Not least in its deft opposition to Bristow’s clean hyper-modern materiality, there is something undeniably nostalgic about Mooney’s work. A feeling that compounds as the sounds of an ice-cream van’s chimes drift lazily into the gallery and one finds oneself relocated, in a less-than-Proustian transport, to a 1970s Britain of civil unrest, political incompetence and the three-day week.
Upon a later encounter with the window of a wallpaper merchant closing-up for the day, and the curling reams of paper comprising its window display, I recall Mooney’s remarks about ‘impermanent facades…offering false promises of a better life’. In that moment, I find the work locating itself not amongst the ornamental totems of Sanderson Miller or William Kent, but instead within the domestic decorative tradition whereby an Englishperson’s home may become, if not quite a castle, their own personal folly.
Where Mooney erects hollow monuments to England’s gauzy future-past, Anna Fairchild’s installation ‘Jelly Ear’ (2020) folds itself between top-soil and gypsum to re-present forms of earliest agriculture and forage, though marked here with blooms of brash fluorescence.

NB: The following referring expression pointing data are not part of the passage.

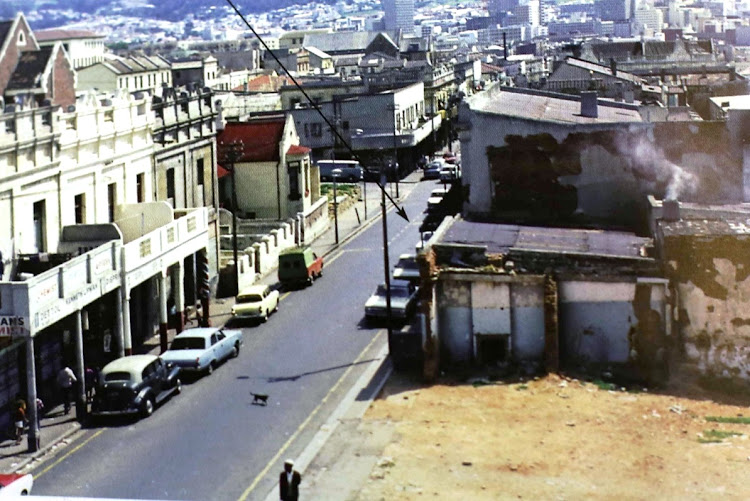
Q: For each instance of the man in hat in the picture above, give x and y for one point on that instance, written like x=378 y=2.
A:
x=289 y=481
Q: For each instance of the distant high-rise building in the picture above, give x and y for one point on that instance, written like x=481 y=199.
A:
x=615 y=10
x=498 y=7
x=399 y=14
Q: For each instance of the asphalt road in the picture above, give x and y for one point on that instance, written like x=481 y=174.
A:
x=211 y=442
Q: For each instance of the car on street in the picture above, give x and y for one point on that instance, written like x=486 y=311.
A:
x=15 y=484
x=436 y=197
x=135 y=384
x=403 y=301
x=299 y=266
x=406 y=268
x=202 y=349
x=257 y=302
x=450 y=173
x=432 y=171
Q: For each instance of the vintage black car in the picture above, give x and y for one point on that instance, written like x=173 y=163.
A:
x=135 y=384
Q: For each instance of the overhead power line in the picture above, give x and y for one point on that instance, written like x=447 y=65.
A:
x=399 y=210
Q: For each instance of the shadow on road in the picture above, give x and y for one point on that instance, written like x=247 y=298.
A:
x=279 y=379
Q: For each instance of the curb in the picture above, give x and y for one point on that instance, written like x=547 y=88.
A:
x=75 y=428
x=348 y=403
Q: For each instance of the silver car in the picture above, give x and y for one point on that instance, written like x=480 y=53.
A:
x=202 y=349
x=403 y=301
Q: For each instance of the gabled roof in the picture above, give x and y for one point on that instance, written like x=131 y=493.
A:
x=260 y=139
x=296 y=149
x=58 y=34
x=268 y=83
x=30 y=69
x=317 y=52
x=5 y=27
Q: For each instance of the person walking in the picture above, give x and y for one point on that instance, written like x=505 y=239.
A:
x=19 y=417
x=289 y=481
x=66 y=378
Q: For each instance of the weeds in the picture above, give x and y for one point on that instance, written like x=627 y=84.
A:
x=728 y=419
x=603 y=385
x=716 y=436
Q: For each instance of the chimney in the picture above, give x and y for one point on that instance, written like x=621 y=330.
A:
x=670 y=210
x=589 y=104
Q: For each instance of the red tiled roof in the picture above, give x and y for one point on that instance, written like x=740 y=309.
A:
x=296 y=149
x=260 y=139
x=267 y=83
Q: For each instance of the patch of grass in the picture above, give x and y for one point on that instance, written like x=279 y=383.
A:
x=603 y=385
x=716 y=436
x=729 y=419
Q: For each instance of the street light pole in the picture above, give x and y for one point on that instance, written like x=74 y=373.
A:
x=335 y=173
x=232 y=153
x=395 y=147
x=386 y=264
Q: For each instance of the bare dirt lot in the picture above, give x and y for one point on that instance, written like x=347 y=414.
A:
x=558 y=438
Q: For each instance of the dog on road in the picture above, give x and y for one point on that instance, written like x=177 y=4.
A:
x=259 y=398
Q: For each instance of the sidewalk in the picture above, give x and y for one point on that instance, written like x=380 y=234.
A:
x=56 y=429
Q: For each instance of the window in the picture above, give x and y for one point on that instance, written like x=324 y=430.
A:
x=40 y=216
x=140 y=188
x=111 y=201
x=170 y=183
x=200 y=180
x=79 y=205
x=293 y=169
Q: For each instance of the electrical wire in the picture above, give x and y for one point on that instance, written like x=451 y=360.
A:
x=400 y=210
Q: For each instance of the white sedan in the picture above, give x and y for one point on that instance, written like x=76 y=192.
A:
x=15 y=484
x=256 y=301
x=203 y=348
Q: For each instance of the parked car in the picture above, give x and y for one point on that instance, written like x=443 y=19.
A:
x=406 y=268
x=256 y=301
x=202 y=349
x=436 y=197
x=432 y=171
x=450 y=173
x=299 y=266
x=403 y=301
x=135 y=384
x=15 y=484
x=351 y=171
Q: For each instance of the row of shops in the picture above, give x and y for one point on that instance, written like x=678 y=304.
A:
x=103 y=303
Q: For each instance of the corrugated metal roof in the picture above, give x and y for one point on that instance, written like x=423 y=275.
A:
x=502 y=238
x=29 y=70
x=260 y=139
x=547 y=108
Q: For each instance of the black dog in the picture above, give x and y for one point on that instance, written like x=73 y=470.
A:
x=259 y=398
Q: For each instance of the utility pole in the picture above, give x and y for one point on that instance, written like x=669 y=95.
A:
x=395 y=146
x=231 y=154
x=386 y=264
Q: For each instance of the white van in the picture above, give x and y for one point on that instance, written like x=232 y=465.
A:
x=351 y=171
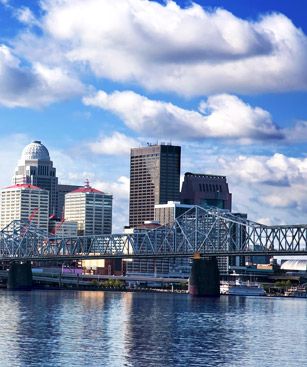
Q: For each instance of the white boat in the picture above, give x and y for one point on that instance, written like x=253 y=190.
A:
x=298 y=292
x=239 y=288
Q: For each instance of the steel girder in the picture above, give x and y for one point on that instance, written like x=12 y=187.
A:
x=209 y=231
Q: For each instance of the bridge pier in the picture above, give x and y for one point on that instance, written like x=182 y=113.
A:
x=20 y=276
x=204 y=280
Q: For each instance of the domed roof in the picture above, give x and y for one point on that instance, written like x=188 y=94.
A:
x=35 y=150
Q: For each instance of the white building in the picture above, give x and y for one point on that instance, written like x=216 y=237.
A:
x=63 y=229
x=24 y=201
x=36 y=168
x=91 y=209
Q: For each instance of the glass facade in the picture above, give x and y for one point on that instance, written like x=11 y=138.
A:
x=154 y=179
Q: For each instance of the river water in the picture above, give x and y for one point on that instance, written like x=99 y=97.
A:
x=71 y=328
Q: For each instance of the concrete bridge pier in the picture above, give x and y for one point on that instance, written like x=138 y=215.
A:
x=20 y=276
x=204 y=280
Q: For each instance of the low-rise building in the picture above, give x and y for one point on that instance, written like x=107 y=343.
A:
x=23 y=202
x=91 y=209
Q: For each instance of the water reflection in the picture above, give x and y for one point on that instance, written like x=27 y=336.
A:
x=56 y=328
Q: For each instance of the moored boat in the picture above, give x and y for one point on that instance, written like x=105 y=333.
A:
x=239 y=288
x=298 y=292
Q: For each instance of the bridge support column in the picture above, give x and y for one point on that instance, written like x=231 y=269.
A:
x=205 y=278
x=20 y=276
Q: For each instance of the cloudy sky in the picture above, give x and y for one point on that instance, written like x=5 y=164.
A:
x=225 y=79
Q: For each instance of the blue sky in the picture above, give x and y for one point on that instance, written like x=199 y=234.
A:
x=227 y=80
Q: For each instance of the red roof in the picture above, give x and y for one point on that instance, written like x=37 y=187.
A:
x=87 y=189
x=23 y=186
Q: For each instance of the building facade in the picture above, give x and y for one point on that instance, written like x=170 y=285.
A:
x=91 y=209
x=23 y=202
x=206 y=190
x=61 y=192
x=167 y=213
x=35 y=168
x=63 y=228
x=154 y=179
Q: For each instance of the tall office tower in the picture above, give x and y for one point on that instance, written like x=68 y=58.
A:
x=154 y=179
x=203 y=190
x=167 y=213
x=24 y=201
x=36 y=168
x=91 y=208
x=60 y=202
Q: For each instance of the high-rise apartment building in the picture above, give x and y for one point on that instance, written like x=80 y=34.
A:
x=205 y=190
x=24 y=201
x=167 y=213
x=35 y=168
x=154 y=179
x=91 y=209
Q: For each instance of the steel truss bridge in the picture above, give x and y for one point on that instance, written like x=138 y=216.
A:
x=207 y=231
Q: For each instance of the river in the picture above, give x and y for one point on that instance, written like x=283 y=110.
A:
x=72 y=328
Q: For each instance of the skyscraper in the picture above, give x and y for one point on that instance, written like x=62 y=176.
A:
x=154 y=179
x=205 y=190
x=91 y=209
x=36 y=168
x=61 y=192
x=23 y=201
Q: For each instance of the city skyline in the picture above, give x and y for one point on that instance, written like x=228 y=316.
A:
x=90 y=107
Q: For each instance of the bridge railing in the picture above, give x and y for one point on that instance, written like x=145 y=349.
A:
x=209 y=231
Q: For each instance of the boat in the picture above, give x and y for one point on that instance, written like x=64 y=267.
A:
x=298 y=292
x=239 y=288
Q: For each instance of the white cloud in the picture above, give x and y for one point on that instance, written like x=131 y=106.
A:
x=278 y=170
x=116 y=144
x=25 y=15
x=11 y=147
x=21 y=86
x=190 y=51
x=220 y=116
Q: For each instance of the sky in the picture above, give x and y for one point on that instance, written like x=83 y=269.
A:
x=225 y=79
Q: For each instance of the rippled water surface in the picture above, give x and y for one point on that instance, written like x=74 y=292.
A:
x=67 y=328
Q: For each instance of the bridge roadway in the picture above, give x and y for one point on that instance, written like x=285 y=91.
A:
x=85 y=279
x=207 y=231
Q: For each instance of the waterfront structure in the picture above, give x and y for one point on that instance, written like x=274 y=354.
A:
x=154 y=179
x=62 y=190
x=23 y=202
x=206 y=190
x=35 y=168
x=167 y=213
x=91 y=209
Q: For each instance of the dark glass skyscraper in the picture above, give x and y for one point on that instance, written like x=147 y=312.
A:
x=203 y=190
x=154 y=179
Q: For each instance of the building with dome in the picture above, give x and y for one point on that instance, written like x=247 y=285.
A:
x=35 y=168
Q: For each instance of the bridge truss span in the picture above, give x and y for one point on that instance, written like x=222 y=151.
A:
x=208 y=231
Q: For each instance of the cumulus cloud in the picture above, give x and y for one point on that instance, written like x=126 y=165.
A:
x=190 y=51
x=116 y=144
x=25 y=15
x=10 y=151
x=276 y=170
x=35 y=86
x=220 y=116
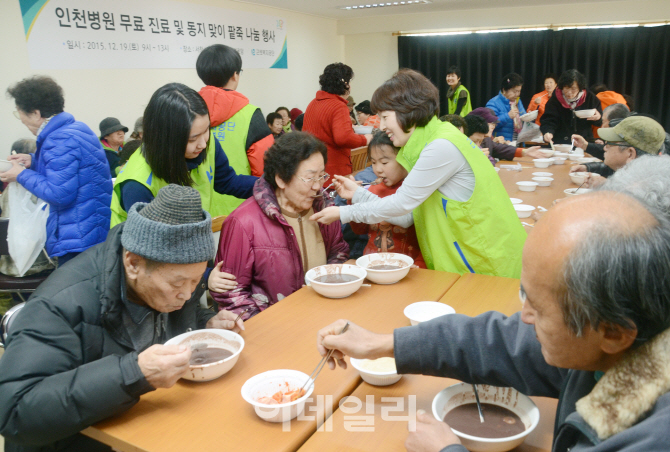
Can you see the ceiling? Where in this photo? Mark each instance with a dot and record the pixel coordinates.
(332, 8)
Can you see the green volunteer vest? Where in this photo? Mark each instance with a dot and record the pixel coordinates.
(232, 135)
(138, 169)
(467, 108)
(481, 235)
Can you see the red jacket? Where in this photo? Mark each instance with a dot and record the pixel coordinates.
(222, 105)
(389, 238)
(327, 118)
(259, 247)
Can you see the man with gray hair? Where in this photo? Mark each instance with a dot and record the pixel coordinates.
(87, 344)
(593, 332)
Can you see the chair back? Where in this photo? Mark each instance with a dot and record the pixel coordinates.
(359, 158)
(7, 319)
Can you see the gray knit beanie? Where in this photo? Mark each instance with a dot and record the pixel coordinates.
(171, 229)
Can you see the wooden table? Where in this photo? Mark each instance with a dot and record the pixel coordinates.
(471, 295)
(213, 416)
(542, 196)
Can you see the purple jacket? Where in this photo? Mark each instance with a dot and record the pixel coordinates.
(259, 247)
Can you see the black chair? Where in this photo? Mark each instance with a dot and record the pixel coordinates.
(11, 284)
(6, 322)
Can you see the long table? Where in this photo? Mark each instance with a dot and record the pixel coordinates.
(471, 295)
(542, 196)
(213, 416)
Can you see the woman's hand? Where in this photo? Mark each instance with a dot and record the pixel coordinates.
(595, 117)
(579, 141)
(430, 435)
(23, 159)
(594, 180)
(221, 281)
(327, 215)
(14, 171)
(345, 187)
(223, 320)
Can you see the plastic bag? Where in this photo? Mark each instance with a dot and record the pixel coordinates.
(530, 132)
(27, 230)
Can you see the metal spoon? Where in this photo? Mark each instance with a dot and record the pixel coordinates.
(479, 405)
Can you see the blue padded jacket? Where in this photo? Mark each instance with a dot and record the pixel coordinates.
(69, 171)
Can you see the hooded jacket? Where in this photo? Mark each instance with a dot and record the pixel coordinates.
(69, 362)
(69, 171)
(223, 104)
(259, 247)
(627, 409)
(327, 118)
(560, 120)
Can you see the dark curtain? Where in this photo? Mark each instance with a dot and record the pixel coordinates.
(633, 61)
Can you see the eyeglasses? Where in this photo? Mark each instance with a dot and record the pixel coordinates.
(315, 179)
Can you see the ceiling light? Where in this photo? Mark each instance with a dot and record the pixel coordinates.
(380, 5)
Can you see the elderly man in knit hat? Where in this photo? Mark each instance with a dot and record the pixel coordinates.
(112, 138)
(87, 344)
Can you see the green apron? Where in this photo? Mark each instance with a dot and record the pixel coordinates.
(453, 102)
(232, 135)
(138, 169)
(481, 235)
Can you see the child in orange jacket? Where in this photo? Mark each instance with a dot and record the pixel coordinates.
(386, 237)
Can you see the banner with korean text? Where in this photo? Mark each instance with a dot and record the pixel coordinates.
(101, 34)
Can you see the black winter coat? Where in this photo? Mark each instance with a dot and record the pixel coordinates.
(69, 363)
(563, 123)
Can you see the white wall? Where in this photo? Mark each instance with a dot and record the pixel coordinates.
(91, 95)
(372, 51)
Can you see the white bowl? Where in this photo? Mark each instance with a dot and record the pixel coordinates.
(523, 210)
(576, 191)
(362, 130)
(585, 113)
(423, 311)
(5, 166)
(385, 276)
(212, 337)
(543, 181)
(270, 382)
(461, 393)
(531, 116)
(373, 377)
(562, 148)
(336, 290)
(543, 163)
(578, 177)
(527, 186)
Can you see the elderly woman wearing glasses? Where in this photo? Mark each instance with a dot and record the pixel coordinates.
(268, 242)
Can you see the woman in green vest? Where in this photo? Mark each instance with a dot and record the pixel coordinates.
(177, 148)
(463, 216)
(458, 96)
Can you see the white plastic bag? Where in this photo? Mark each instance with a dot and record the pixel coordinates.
(530, 132)
(27, 231)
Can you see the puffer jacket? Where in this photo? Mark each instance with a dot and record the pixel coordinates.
(259, 247)
(327, 118)
(560, 120)
(69, 362)
(500, 105)
(70, 172)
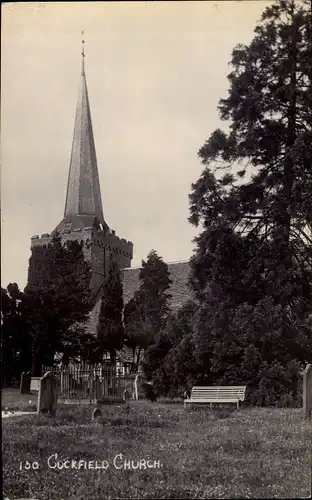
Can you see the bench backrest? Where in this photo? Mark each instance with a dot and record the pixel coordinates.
(219, 393)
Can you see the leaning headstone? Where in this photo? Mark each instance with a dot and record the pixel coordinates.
(47, 397)
(307, 391)
(138, 384)
(126, 395)
(25, 383)
(96, 414)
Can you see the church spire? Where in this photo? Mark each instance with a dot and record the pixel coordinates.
(83, 196)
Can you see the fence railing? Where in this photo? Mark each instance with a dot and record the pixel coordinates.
(89, 382)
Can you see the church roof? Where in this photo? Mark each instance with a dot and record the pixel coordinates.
(83, 205)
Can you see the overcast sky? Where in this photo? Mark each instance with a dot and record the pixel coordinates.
(155, 73)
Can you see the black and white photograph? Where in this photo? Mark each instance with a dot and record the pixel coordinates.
(156, 250)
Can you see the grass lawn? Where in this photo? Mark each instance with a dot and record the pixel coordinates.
(251, 453)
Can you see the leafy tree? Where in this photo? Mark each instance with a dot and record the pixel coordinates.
(253, 202)
(57, 301)
(110, 330)
(147, 312)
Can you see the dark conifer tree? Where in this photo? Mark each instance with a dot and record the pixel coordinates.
(110, 330)
(253, 203)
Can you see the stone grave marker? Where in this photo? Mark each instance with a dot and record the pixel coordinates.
(47, 397)
(126, 395)
(96, 414)
(25, 383)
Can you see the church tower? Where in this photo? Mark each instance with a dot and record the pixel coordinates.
(83, 214)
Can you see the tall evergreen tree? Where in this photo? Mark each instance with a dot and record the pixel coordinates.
(110, 330)
(147, 312)
(15, 351)
(253, 201)
(56, 301)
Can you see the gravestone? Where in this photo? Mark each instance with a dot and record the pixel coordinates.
(47, 397)
(126, 395)
(307, 391)
(138, 384)
(96, 414)
(25, 383)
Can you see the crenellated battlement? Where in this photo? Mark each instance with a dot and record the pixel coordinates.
(100, 240)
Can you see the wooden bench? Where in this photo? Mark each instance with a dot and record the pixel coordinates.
(219, 395)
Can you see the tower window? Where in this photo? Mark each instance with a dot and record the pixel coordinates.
(67, 227)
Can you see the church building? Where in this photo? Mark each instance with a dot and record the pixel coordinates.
(84, 219)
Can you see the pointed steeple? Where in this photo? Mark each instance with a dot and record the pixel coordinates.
(83, 198)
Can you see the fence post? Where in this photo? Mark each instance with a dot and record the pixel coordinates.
(307, 391)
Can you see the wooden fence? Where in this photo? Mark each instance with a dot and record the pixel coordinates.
(91, 382)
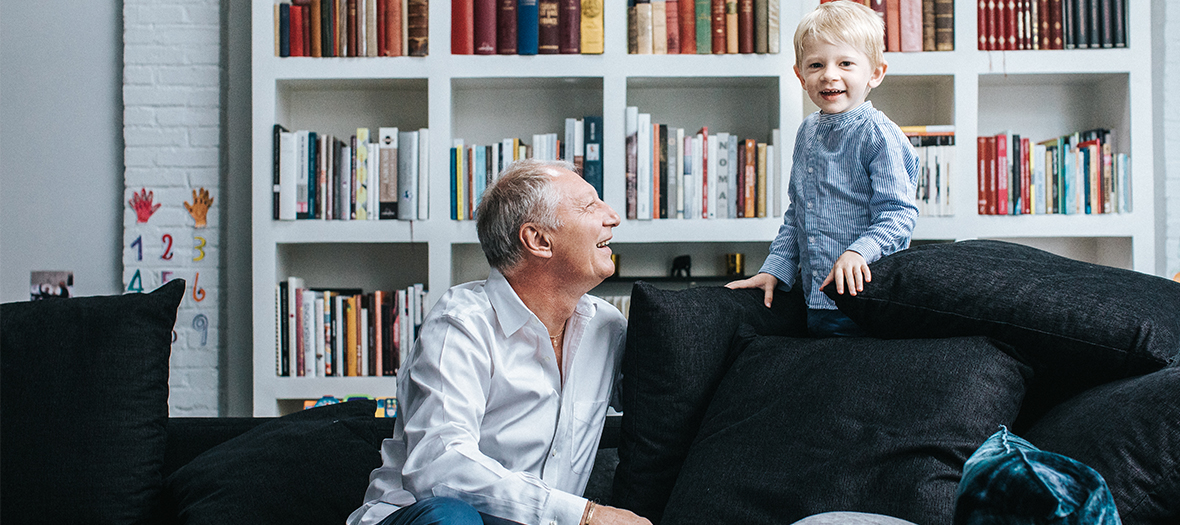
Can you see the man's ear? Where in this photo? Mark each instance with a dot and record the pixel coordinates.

Arrayed in series at roughly head-height, Fairchild’s plaster fungi baffle a corridor whose end-point disappears in a hypnagogia of ultra-violet. This unification of shape, pattern and light reminding one that modern-day, lamp-grown psilocybin trace a direct lineage back to the ritualistic psychedelic use of our Neolithic forebears; those more fantastical elements of the pre-modern British experience, from wood-elves to witchcraft, that experts increasingly attribute to ancient hallucinogenic adventuring. The staging of this work with its black-light-activated embellishments recalls both Mark Leckey’s magic(k)al relocation of an M53 flyover – as deep-rooted, folkloric non-place – and the fragmented, neon-tinged dancefloors of Simeon Barclay’s peripatetic 2018 show Bus2Move, yet conveys neither the weighty, freighted-ness of the former nor the active anthropology of the latter.
Much has been made of the current vogue for the Anthropocene in sculptural practice, with its implicit nudging toward sustainable models of activity in both art and life. Where Fairchild’s sculpture is at its most compelling however is when it eschews these chaste notions of environmentalism. Instead, the artist roots lengths of aluminium lattice-work into scruffily-cast segments of Cassini’s plaster, poisoning its fresh, ivory surface with a mouldy and blown-out pastel graffiti. There’s an undeniable pleasure in this wanton, yet purposeful, wastage, especially-so during a national plaster shortage where demands for decorative bird-baths and Rococo mouldings go unanswered.
Made With… then, offers the viewer two un-resolvable visions of materiality. Woods’ fetish-horror treasure chests and Bristow’s industrial-domestic codex occupying one space of comprehension, Mooney and Fairchild’s exploration of the ancient and near-history of material processes another entirely. That Stephens, in his curation, and Cross Lane have been able to present these distinct material semblances in any sympathetic order – and in a show that, at times, delights and menaces – deserves to be recognised. However, one suspects that these artworks, like all things in our current moment, would very much benefit from a bit more space and time apart.
Made With… was originally planned to be open at Cross Lane Projects 21 March – 9 May 2020, however following government guidance on the COVID-19 pandemic was rescheduled, and is now on 4 July – 1 August 2020.
Daniel Newsham is an artist and writer currently based inside.
This review is supported by Cross Lane Projects.